Human Insecurity in South Africa and Zimbabwe: How the COVID-19 Pandemic Exposed the New Reality

by Cyprian Muchemwa, David Makwerere, Emmaculate Tsitsi Ngwerume

Published: April 27, 2026 • DOI: 10.51244/IJRSI.2026.1315PH00073

Abstract

The COVID-19 pandemic which started in China spread into the Southern African region when South Africa recorded its first case in March 2020. By mid-2023, when the pandemic finally subsided, the Southern African Development Community (SADC) region had become the most affected region in Africa after recording more than 4,5 million infections and more than 100,000 deaths. Focusing on the SADC region’s two countries, this paper examines how lack of decent health facilities worsened the plight of less privileged citizens in the face of the deadly virus. The challenges faced by the less privileged and the impact of the pandemic demonstrated that it was not only the virus that killed people, but lack of access, poverty and inequalities.

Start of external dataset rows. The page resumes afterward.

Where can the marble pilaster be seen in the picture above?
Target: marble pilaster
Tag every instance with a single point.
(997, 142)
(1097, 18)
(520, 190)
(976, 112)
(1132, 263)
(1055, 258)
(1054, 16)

The paper further argues that the COVID-19 pandemic served as an exposé of several decades of policy misalignment, which conflates state security and human security. The paper posits that the COVID-19 pandemic should serve as a wake-up call not just at the national, regional, and global levels, but also to realign thinking and policy in line with the reality that non-military threats now pose more harm than ever before in the history of humanity.